ふたりのマネージャーの後ろで、龍と虎のビジョンが浮かびあがった(気がした)。
「これは私の逆襲なのよ、月島聡子。アイドル時代の愚行の数々、まさか忘れたなんて言うんじゃないでしょうね?」
「忘れたいんです、こっちは。あんな恥ずかしい過去……」
「何が『恥ずかしい』よ! 私は――」
綾乃さんの語気が俄かに強くなる。
「私はあれで華々しくデビューして、アイドルになるつもりだったのに~!」
その勢いとは裏腹に、NOAHもパティシェルも気まずい空気に包まれてしまった。あれだけ好戦的だった輝喜ちゃんや小恋ちゃんでさえ口を噤むくらい。
「あなたが乗り気じゃなかったせいで、ね? しかも……しかもっ! あなたばっかりアイドルの男の子にチヤホヤされて、モテまくってえ~!」
だけど、ここでNOAHがパティシェルよりも先に復活を果たしたの。
私と杏さん、リカちゃん、咲哉ちゃんで一斉に綾乃さんへ詰める。
「やっ、やっぱり本当なんですか? 聡子さんが六人の美男子にコクられたって」
「六人じゃなくて七人よ。七人」
「玲美子さんに聞いたのより、ひとり多いわ?」
あれって玲美子さんの冗談じゃなかったんだ……聡子さんは異常にモテるって話。
私たちはパティシェルの側にまわって、聡子さんにブーイングを連発する。
「聡子さんひとりで一体、どれだけ乱獲したんですかっ? 出るとこ出ますよ!」
「おまけにRED・EYEの霧崎タクトと交際中だもの。
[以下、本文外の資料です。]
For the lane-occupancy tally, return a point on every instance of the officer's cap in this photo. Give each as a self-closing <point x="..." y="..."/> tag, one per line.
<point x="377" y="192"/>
わたし……もう、マネージャーのこと信用する自信がないわ」
「男なんてジャガイモよ! ねえ、リカ?」
「違うわよ、杏。聡子さんにとっては特大のスイーツだったの!」
聡子さんはげんなりと青ざめた。
「モテたくてモテたんじゃありませんってば……はあ」
それがまた綾乃さんの対抗心を燃えあがらせる。
「ほらっ、聞いたでしょう? 一緒にいて、こっちはどれだけ玉の輿を逃したと……」
けれども聡子さんのほうが一枚上手だった。眼鏡越しに綾乃さんをねめつけ、今までにない薄ら笑みを浮かべる。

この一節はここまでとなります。